Patients’ Preferences and the Time to Finish Gonadotropin-Releasing Hormone (GnRH) Agonist and Antagonist Injections in Japanese Prostate Cancer Patients
Takashi Kawahara, Akihito Hasizume, Yasuhide Miyoshi, Daiki Ueno, Masanobu Yamazaki, Jun-ichi Teranishi, Kazuhide Makiyama, Hiroji Uemura

TL;DR
The study compares the time and patient burden of GnRH agonist and antagonist injections in Japanese prostate cancer patients.
Contribution
This paper is the first to compare the patient burden of GnRH agonists and antagonists in prostate cancer treatment.
Findings
Degarelix injections took significantly longer to administer compared to other treatments.
Leuprorelin 22.5 mg reduced hospital visits due to its six-month dosing interval.

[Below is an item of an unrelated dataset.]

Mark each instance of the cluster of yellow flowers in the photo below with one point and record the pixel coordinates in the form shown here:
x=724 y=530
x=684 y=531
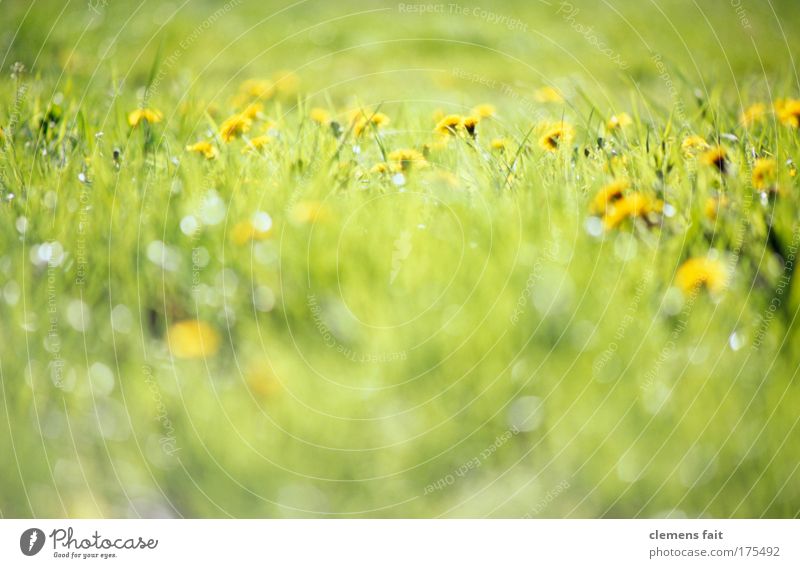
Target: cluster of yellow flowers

Leuprorelin 22.5 mg was associated with the least patient discomfort.
Abstract
Introduction Currently, androgen deprivation therapy (ADT) plays a key role in treating advanced prostate cancer, particularly in elderly patients. With the advent of gonadotropin-releasing hormone (GnRH) medications, ADT has shifted from surgical to medical castration. While GnRH agonists and antagonists remain mainstream treatments for prostate cancer, there has been no research comparing the burden each drug places on patients. Methods A study conducted at Yokohama City University Medical Center analyzed 851 hormonal injections administered between August 2018 and February 2019. The study evaluated the time from prescription to completion of injection, as well as the perceived physical and mental burden on patients. Results showed that injections of degarelix took significantly longer time to injection than other treatments. Leuprorelin 22.5 mg most effectively reduced…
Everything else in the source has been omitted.